Kerberos is a security package that originally was developed at the Massachusetts Institute of Technology to help protect the MIT data network. For those readers who have forgotten their Greek mythology, Kerberos was the multiheaded dog that guarded the entrance to hell. This happens to be a singularly appropriate symbol for the MIT student network, because the school has what one might call "inquisitive" students who can make the job of protecting security on the net a close approximation of hell. Back in 1993, the IETF published an enhanced version, known as Kerberos V5, in RFC 1510 with the status of Proposed Standard.
Now Microsoft has included what it calls Kerberos V5 in Windows 2000. But it is not quite the same as what MIT or the IETF call Kerberos V5, and this is creating a problem.
When the IETF standardised Kerberos, it may have included too much extensibility in the protocol. For example, Kerberos tickets include a field called AuthorisationData that is used in determining if a Kerberos client can use a Kerberos-protected service. RFC 1510 defines some types of AuthorizationData but also allows for additional types "for local use."

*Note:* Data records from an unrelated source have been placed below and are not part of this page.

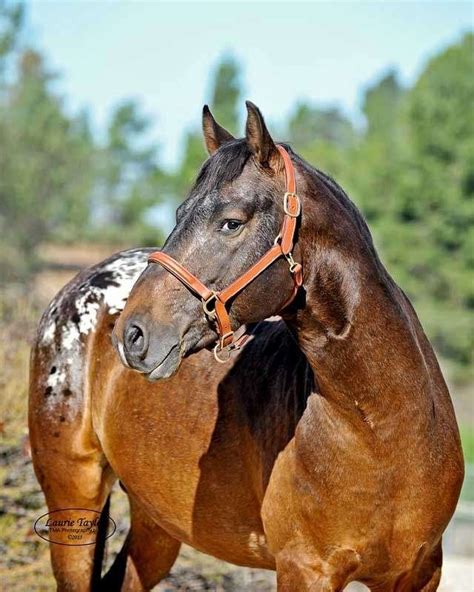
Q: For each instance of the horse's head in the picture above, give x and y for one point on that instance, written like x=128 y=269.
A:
x=230 y=219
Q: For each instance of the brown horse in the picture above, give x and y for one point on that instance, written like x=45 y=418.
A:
x=327 y=449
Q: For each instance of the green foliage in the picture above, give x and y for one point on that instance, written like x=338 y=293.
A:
x=43 y=157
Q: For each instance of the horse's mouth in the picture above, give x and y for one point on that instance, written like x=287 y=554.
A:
x=167 y=367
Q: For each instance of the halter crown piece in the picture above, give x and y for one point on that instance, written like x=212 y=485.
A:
x=214 y=303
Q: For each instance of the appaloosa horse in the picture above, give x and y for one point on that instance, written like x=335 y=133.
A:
x=327 y=448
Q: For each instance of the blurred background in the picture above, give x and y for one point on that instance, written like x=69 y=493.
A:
x=100 y=107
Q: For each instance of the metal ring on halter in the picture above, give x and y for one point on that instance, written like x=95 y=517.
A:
x=210 y=313
x=218 y=349
x=291 y=262
x=285 y=205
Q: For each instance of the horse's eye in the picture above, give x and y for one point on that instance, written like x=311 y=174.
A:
x=231 y=226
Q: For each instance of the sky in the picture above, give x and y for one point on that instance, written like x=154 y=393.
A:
x=164 y=53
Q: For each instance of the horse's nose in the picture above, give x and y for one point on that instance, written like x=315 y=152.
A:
x=135 y=341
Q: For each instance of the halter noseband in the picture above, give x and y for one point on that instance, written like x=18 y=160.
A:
x=214 y=303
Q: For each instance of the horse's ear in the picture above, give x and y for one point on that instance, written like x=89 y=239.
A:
x=258 y=137
x=214 y=134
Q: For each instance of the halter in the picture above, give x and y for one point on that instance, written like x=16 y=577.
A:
x=214 y=303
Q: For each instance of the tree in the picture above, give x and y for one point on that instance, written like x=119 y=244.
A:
x=45 y=158
x=129 y=183
x=225 y=98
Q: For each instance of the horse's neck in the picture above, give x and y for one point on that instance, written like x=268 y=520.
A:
x=372 y=361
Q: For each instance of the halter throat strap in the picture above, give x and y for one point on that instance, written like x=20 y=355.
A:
x=214 y=303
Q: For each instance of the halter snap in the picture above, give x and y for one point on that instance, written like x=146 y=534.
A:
x=214 y=303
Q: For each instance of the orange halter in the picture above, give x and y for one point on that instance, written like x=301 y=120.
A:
x=214 y=303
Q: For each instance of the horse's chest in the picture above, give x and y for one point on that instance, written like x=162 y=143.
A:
x=186 y=465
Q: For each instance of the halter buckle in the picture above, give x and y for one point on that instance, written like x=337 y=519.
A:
x=228 y=349
x=287 y=206
x=210 y=312
x=291 y=262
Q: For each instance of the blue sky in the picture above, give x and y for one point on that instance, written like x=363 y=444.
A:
x=163 y=53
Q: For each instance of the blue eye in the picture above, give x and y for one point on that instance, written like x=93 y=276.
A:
x=231 y=226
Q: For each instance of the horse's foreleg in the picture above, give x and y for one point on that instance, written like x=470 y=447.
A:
x=146 y=557
x=72 y=472
x=299 y=569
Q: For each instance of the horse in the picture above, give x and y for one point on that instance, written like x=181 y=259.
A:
x=367 y=484
x=305 y=452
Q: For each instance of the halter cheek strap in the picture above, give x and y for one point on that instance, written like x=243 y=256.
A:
x=214 y=303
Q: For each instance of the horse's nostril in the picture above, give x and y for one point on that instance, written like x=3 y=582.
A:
x=135 y=341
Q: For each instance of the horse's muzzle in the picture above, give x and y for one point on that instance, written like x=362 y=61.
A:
x=155 y=354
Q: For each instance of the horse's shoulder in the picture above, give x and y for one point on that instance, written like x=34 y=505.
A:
x=103 y=287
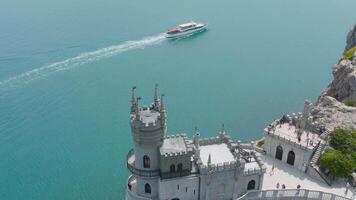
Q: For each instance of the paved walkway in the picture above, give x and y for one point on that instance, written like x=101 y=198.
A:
x=291 y=177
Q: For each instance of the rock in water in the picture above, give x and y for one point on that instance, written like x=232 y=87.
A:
x=330 y=111
x=351 y=39
x=343 y=87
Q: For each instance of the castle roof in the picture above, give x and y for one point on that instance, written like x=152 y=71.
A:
x=174 y=144
x=220 y=153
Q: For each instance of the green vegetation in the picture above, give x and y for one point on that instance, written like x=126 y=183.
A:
x=349 y=54
x=350 y=102
x=343 y=140
x=260 y=143
x=337 y=163
x=341 y=161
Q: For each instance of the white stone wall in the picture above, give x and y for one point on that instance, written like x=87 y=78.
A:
x=184 y=188
x=141 y=182
x=221 y=185
x=151 y=152
x=302 y=156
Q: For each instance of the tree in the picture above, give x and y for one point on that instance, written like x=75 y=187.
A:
x=340 y=165
x=343 y=140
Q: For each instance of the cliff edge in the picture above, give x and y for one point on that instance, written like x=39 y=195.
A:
x=330 y=110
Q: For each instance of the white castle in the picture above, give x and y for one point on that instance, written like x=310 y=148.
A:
x=174 y=167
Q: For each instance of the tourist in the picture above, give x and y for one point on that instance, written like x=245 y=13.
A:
x=347 y=188
x=272 y=170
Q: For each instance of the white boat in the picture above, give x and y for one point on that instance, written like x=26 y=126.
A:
x=186 y=29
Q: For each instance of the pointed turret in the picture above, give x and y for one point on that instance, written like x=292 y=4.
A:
x=163 y=114
x=196 y=138
x=222 y=131
x=209 y=160
x=134 y=101
x=156 y=98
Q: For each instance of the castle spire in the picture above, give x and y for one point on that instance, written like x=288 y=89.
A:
x=209 y=160
x=163 y=114
x=222 y=131
x=156 y=97
x=134 y=103
x=162 y=104
x=196 y=138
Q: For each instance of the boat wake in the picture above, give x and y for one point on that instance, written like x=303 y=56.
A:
x=79 y=60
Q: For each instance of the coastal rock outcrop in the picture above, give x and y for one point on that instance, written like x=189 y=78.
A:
x=330 y=114
x=351 y=39
x=330 y=110
x=343 y=87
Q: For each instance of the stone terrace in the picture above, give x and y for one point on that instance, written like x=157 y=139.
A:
x=289 y=132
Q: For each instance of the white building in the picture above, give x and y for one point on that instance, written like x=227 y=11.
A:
x=174 y=167
x=292 y=139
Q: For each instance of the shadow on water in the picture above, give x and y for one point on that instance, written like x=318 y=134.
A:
x=187 y=38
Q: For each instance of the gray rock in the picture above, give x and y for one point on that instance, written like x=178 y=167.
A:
x=343 y=86
x=330 y=111
x=351 y=39
x=330 y=114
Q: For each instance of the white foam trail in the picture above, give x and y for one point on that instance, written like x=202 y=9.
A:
x=81 y=59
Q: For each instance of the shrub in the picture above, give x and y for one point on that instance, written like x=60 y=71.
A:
x=350 y=102
x=260 y=143
x=343 y=140
x=339 y=165
x=349 y=54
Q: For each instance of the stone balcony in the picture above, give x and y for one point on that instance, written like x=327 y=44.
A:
x=139 y=172
x=131 y=191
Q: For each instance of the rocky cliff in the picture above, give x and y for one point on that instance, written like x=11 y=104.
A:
x=351 y=39
x=330 y=110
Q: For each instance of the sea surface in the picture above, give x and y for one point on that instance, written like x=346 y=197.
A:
x=67 y=68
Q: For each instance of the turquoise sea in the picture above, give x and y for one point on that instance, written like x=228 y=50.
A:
x=67 y=67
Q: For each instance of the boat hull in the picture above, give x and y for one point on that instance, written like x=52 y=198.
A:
x=188 y=32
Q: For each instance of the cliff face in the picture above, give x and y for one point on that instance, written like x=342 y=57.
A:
x=343 y=87
x=351 y=39
x=330 y=111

In its Win 2000 Kerberos implementation, Microsoft made use of this extensibility to define an AuthorizationData type to carry Windows-specific user information. The addition of this information means that Windows Kerberos clients can only work with Microsoft Kerberos servers and not, for example, the freely available MIT Kerberos server.
While annoying, this would not be a serious issue if Microsoft would openly publish the details of how it is using this field so that MIT and others could add it to their implementations. Ever since Microsoft made this addition known, the company has been promising to reveal the detailsBut the information has not been forthcoming, and this past week, a Microsoft executive was quoted as saying the company would not release the information because it would compromise the security of Windows.
He has it backward. Any security expert will tell Microsoft that the only way to ensure security is to open up so that many eyes can look at the details to ferret out any problems so they can be fixed. These eyes can also ensure there are no hidden backdoors. Secrecy weakens security instead of strengthening it.
Microsoft has since decided to release the details, but with significant restrictions. The details are available only so that the security can be reviewed. Others cannot use this information to build servers or clients that are compatible with Microsoft's modified version. Microsoft's Web page says, "Supporting Kerberos V5 in Windows 2000 is a demonstration of Microsoft's commitment to industry standards." I'll let you judge the level of commitment.
Disclaimer: Harvard does not need to resort to monopolistic behavior to maintain its position; competence suffices. But the above is my own observation.